What do addition (40 + 2) and multiplication (6 * 7) have in common?

They're both

  • associative
  • binary operations
  • with a neutral element.
That's all it takes to form a monoid. Associativity and the existence of a neutral element is sometimes referred to as the monoid laws. It's worth noting that a monoid is a combination of a data type (or set) and an operation. It's not a data type in itself, but rather a function (or method) that operates on that data type. For example, addition and multiplication are two different monoids that both work on numbers.

Binary operation #

Let's start with the most basic property. That an operation is binary means that it works on two values. Perhaps you mostly associate the word binary with binary numbers, such as 101010, but the word originates from Latin and means something like of two. Astronomers talk about binary stars, but the word is dominantly used in computing context: apart from binary numbers, you may also have heard about binary trees. When talking about binary operations, it's implied that both input values are of the same type, and that the return type is the same as the input type. In other words, a C# method like this is a proper binary operation:

public static Foo Op(Foo x, Foo y)

Sometimes, if Op is an instance method on the Foo class, it can also look like this:

public Foo Op (Foo foo)

On the other hand, this isn't a binary operation:

public static Baz Op(Foo f, Bar b)

Although it takes two input arguments, they're of different types, and the return type is a third type.

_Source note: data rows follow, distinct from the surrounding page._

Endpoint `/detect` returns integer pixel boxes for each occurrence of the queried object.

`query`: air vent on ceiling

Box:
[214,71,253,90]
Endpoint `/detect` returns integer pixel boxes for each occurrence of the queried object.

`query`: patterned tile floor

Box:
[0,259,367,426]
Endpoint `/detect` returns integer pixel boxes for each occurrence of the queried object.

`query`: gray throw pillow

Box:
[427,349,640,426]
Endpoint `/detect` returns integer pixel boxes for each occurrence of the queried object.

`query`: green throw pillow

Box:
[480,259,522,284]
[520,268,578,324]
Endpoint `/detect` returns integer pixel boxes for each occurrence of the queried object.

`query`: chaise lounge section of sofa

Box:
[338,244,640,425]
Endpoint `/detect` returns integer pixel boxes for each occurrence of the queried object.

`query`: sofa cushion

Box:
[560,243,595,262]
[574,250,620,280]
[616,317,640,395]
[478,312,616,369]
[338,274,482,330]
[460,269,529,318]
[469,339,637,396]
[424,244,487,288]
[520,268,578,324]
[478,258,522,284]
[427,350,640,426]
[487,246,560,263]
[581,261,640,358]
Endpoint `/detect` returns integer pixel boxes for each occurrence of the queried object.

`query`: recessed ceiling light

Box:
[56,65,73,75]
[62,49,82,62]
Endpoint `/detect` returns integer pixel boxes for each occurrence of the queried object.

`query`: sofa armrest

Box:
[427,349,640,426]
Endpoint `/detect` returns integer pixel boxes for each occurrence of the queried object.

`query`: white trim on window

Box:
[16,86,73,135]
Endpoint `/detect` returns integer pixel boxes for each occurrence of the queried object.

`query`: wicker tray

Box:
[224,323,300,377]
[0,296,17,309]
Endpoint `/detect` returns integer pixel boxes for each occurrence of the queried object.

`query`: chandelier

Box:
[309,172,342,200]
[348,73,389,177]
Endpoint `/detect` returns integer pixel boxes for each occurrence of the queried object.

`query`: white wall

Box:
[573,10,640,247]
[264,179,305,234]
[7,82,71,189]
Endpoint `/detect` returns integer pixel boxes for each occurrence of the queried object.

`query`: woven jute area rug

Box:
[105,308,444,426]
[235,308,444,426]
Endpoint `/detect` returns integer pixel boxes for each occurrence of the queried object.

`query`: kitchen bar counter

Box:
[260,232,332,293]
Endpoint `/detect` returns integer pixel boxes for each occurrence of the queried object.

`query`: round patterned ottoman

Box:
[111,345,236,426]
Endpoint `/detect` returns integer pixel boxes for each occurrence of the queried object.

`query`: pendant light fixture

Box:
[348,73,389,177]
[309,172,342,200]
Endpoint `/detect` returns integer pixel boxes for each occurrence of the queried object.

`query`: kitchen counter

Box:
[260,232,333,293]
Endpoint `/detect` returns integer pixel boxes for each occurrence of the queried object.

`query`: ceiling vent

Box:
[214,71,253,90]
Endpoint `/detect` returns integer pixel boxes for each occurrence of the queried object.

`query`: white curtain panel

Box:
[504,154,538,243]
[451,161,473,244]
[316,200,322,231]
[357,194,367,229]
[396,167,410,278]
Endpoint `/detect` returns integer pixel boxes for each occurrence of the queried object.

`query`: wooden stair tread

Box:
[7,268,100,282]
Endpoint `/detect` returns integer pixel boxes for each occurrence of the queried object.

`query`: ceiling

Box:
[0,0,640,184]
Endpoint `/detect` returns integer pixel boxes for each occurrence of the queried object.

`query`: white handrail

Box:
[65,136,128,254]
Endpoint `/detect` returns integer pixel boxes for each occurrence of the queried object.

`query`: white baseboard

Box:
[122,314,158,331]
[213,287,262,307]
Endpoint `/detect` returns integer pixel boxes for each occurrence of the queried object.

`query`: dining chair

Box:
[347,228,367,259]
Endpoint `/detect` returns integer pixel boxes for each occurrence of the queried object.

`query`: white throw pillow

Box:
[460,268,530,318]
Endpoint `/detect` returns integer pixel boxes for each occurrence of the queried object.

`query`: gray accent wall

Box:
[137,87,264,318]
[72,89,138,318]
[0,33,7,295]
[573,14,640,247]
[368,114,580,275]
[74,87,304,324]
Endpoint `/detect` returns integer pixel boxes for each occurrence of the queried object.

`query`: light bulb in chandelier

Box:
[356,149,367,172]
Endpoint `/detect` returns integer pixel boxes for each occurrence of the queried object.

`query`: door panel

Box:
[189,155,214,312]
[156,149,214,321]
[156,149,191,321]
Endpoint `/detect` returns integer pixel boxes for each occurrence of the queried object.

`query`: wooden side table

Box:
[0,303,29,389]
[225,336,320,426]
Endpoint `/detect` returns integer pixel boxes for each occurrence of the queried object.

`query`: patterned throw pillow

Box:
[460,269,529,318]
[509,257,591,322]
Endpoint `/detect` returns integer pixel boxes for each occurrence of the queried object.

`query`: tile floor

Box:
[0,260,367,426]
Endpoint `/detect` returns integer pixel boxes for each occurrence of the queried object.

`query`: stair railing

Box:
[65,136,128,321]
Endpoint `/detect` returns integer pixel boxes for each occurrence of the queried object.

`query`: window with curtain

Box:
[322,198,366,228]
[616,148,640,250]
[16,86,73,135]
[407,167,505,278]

Since all involved arguments and return values are of the same type, a binary operation exhibits what Eric Evans in Domain-Driven Design calls Closure of Operations.

Associative #

In order to form a monoid, the binary operation must be associative. This simply means that the order of evaluation doesn't matter. For example, for addition, it means that

(2 + 3) + 4 = 2 + (3 + 4) = 2 + 3 + 4 = 9

Likewise, for multiplication

(2 * 3) * 4 = 2 * (3 * 4) = 2 * 3 * 4 = 24

Expressed as the above Op instance method, associativity would require that areEqual is true in the following code:

var areEqual = foo1.Op(foo2).Op(foo3) == foo1.Op(foo2.Op(foo3));

On the left-hand side, foo1.Op(foo2) is evaluated first, and the result then evaluated with foo3. On the right-hand side, foo2.Op(foo3) is evaluated first, and then used as an input argument to foo1.Op. Since the left-hand side and the right-hand side are compared with the == operator, associativity requires that areEqual is true.

In C#, if you have a custom monoid like Foo, you'll have to override Equals and implement the == operator in order to make all of this work.

Neutral element #

The third rule for monoids is that there must exist a neutral value. In the normal jargon, this is called the identity element, and this is what I'm going to be calling it from now on. I only wanted to introduce the concept using a friendlier name.

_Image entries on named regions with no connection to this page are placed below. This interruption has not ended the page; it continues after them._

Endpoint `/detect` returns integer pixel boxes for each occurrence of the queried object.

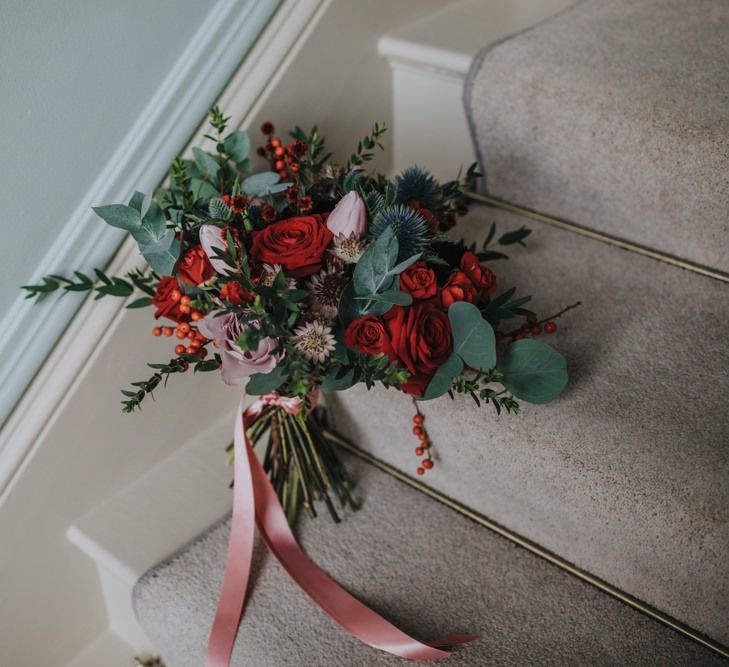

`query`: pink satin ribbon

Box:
[205,394,480,667]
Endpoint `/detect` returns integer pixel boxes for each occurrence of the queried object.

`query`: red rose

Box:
[220,282,254,306]
[410,199,438,231]
[400,259,438,300]
[344,315,394,361]
[461,251,496,296]
[251,215,333,278]
[385,301,453,396]
[152,276,188,322]
[177,245,215,286]
[440,271,478,308]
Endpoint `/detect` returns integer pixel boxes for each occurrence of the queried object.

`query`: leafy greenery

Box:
[21,269,159,308]
[122,354,220,412]
[499,339,567,403]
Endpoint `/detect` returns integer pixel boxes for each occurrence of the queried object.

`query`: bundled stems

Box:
[248,407,358,524]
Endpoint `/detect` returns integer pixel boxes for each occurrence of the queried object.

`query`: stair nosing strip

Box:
[327,431,729,658]
[463,191,729,283]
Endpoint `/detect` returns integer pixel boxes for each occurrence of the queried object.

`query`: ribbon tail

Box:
[205,401,258,667]
[205,402,480,667]
[246,420,480,660]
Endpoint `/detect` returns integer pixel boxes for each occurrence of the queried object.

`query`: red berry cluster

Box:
[258,122,307,181]
[152,290,208,359]
[413,405,435,475]
[513,315,557,340]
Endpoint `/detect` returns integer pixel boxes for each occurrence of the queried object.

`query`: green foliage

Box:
[340,228,420,322]
[94,193,180,274]
[483,287,533,323]
[423,352,463,401]
[449,369,520,415]
[474,222,532,262]
[499,338,567,403]
[395,167,441,211]
[240,171,291,197]
[21,269,157,308]
[246,363,289,396]
[370,204,432,261]
[208,197,231,220]
[448,301,496,371]
[122,354,220,412]
[347,123,387,171]
[223,130,251,164]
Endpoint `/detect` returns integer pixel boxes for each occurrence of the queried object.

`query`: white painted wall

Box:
[0,0,209,313]
[0,0,279,428]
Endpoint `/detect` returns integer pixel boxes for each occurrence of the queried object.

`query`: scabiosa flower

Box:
[331,234,367,264]
[294,321,336,364]
[296,195,314,213]
[306,271,344,320]
[261,204,278,222]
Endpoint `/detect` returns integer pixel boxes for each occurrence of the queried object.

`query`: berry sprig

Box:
[152,290,209,359]
[413,399,435,475]
[500,301,581,340]
[258,121,307,181]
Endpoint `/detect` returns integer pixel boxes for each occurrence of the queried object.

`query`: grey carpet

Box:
[135,460,726,667]
[331,207,729,645]
[465,0,729,271]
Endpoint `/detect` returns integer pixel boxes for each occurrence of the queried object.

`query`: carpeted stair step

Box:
[329,202,729,645]
[135,452,727,667]
[465,0,729,271]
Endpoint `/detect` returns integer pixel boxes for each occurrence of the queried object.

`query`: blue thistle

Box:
[370,204,430,262]
[395,167,441,211]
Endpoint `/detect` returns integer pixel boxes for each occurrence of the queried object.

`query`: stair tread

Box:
[328,206,729,644]
[135,459,726,667]
[466,0,729,271]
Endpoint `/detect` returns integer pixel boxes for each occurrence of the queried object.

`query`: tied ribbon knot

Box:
[205,392,480,667]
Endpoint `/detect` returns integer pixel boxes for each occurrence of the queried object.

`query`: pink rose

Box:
[200,225,233,276]
[327,190,367,238]
[197,310,281,385]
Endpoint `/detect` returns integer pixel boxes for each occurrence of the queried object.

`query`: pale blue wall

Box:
[0,0,214,319]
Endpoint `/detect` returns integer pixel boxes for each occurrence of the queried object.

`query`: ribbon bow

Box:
[205,400,480,667]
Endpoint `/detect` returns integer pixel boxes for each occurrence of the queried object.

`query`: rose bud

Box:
[327,190,367,238]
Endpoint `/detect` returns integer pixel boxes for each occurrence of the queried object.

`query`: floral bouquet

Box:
[24,108,571,664]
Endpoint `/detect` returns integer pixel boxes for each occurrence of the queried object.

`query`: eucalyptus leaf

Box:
[190,178,220,199]
[140,236,180,276]
[240,171,280,197]
[93,204,142,232]
[223,130,251,164]
[192,146,220,181]
[423,352,463,401]
[499,339,568,403]
[129,190,144,215]
[246,364,289,396]
[448,301,496,371]
[354,290,413,306]
[321,368,354,391]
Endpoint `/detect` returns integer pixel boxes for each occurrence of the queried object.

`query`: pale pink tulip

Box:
[327,190,367,238]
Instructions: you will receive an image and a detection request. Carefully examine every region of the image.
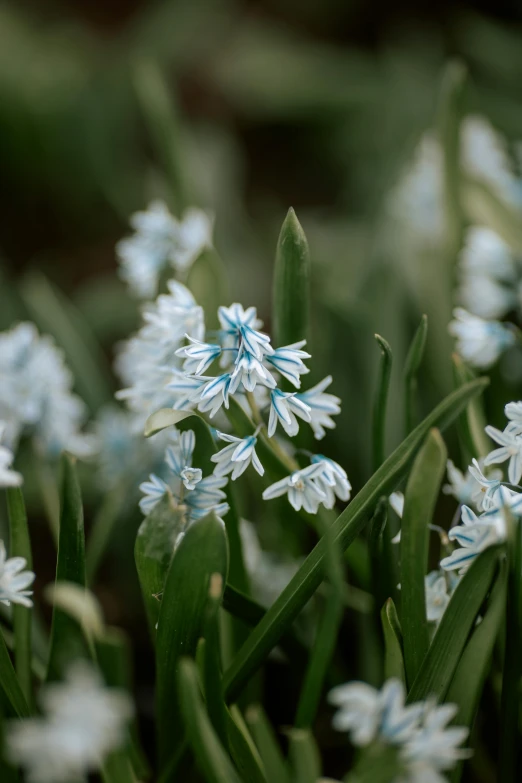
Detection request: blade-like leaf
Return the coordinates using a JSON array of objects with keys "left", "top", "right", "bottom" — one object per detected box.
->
[
  {"left": 47, "top": 454, "right": 86, "bottom": 680},
  {"left": 225, "top": 379, "right": 487, "bottom": 699},
  {"left": 408, "top": 547, "right": 499, "bottom": 702},
  {"left": 175, "top": 658, "right": 242, "bottom": 783},
  {"left": 381, "top": 598, "right": 406, "bottom": 683},
  {"left": 272, "top": 208, "right": 310, "bottom": 346},
  {"left": 401, "top": 430, "right": 446, "bottom": 685},
  {"left": 372, "top": 334, "right": 393, "bottom": 470},
  {"left": 156, "top": 513, "right": 228, "bottom": 765},
  {"left": 7, "top": 487, "right": 33, "bottom": 704}
]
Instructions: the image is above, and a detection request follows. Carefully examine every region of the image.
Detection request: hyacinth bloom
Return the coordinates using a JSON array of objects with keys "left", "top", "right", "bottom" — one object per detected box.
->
[
  {"left": 0, "top": 540, "right": 35, "bottom": 607},
  {"left": 210, "top": 427, "right": 265, "bottom": 481},
  {"left": 449, "top": 307, "right": 515, "bottom": 369},
  {"left": 6, "top": 661, "right": 133, "bottom": 783}
]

The identity element is a value that doesn't 'do' anything. For addition, for example, it's zero, because adding zero to a value doesn't change the value:

0 + 42 = 42 + 0 = 42

As an easy exercise, see if you can figure out the identity value for multiplication.

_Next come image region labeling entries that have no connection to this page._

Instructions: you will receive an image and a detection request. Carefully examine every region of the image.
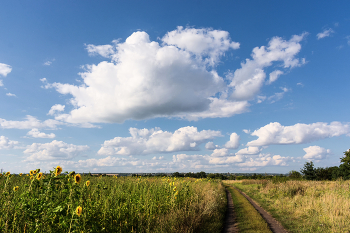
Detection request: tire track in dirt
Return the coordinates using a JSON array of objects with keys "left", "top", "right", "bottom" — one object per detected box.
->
[
  {"left": 222, "top": 189, "right": 238, "bottom": 233},
  {"left": 234, "top": 187, "right": 288, "bottom": 233}
]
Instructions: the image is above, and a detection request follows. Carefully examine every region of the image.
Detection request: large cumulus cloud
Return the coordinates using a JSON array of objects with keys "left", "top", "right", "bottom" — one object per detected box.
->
[{"left": 45, "top": 27, "right": 303, "bottom": 123}]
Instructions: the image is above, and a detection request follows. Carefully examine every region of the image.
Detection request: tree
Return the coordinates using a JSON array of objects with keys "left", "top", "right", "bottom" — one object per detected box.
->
[
  {"left": 300, "top": 161, "right": 317, "bottom": 180},
  {"left": 339, "top": 149, "right": 350, "bottom": 180}
]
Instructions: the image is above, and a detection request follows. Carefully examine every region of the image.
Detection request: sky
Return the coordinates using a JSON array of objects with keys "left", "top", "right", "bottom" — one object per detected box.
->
[{"left": 0, "top": 0, "right": 350, "bottom": 173}]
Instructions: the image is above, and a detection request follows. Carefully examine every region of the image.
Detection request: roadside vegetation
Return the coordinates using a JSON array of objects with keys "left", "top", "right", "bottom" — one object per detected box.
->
[
  {"left": 227, "top": 185, "right": 271, "bottom": 233},
  {"left": 0, "top": 166, "right": 227, "bottom": 233},
  {"left": 230, "top": 180, "right": 350, "bottom": 232}
]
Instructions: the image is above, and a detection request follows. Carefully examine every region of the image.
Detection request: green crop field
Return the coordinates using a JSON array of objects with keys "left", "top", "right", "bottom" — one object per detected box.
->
[{"left": 0, "top": 167, "right": 227, "bottom": 233}]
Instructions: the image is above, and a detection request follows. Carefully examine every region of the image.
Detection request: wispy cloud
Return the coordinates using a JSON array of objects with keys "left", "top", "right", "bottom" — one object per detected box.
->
[{"left": 316, "top": 28, "right": 334, "bottom": 40}]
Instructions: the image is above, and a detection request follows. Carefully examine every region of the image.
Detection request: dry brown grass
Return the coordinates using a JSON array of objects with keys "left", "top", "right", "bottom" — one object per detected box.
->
[{"left": 235, "top": 180, "right": 350, "bottom": 232}]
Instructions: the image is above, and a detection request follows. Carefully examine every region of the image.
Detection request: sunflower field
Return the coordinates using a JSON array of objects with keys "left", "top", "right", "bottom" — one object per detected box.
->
[{"left": 0, "top": 166, "right": 226, "bottom": 233}]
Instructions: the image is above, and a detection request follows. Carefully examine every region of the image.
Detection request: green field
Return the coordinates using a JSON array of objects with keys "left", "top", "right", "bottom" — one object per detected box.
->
[{"left": 0, "top": 167, "right": 227, "bottom": 233}]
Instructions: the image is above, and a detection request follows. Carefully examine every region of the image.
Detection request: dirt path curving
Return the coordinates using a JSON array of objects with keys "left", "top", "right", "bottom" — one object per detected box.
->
[
  {"left": 233, "top": 187, "right": 288, "bottom": 233},
  {"left": 222, "top": 189, "right": 238, "bottom": 233}
]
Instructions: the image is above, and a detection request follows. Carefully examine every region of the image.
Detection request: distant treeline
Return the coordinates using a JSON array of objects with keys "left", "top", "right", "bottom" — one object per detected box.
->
[
  {"left": 296, "top": 150, "right": 350, "bottom": 180},
  {"left": 85, "top": 150, "right": 350, "bottom": 182}
]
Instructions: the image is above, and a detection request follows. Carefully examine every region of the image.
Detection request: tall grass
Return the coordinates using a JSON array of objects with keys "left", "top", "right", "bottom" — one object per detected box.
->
[
  {"left": 0, "top": 171, "right": 226, "bottom": 233},
  {"left": 234, "top": 180, "right": 350, "bottom": 232},
  {"left": 227, "top": 186, "right": 272, "bottom": 233}
]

As implied by the above sum, the identity element must act neutrally both when applied to the left-hand side and the right-hand side of another value. For our Foo objects, it could look like this:

var hasIdentity =
    Foo.Identity.Op(foo) == foo.Op(Foo.Identity) &&
    foo.Op(Foo.Identity) == foo;

Here, Foo.Identity is a static read-only field of the type Foo.

Examples #

There are plenty of examples of monoids. The most obvious examples are addition and multiplication, but there are more. Depending on your perspective, you could even say that there's more than one addition monoid, because there's one for integers, one for real numbers, and so on. The same can be said for multiplication.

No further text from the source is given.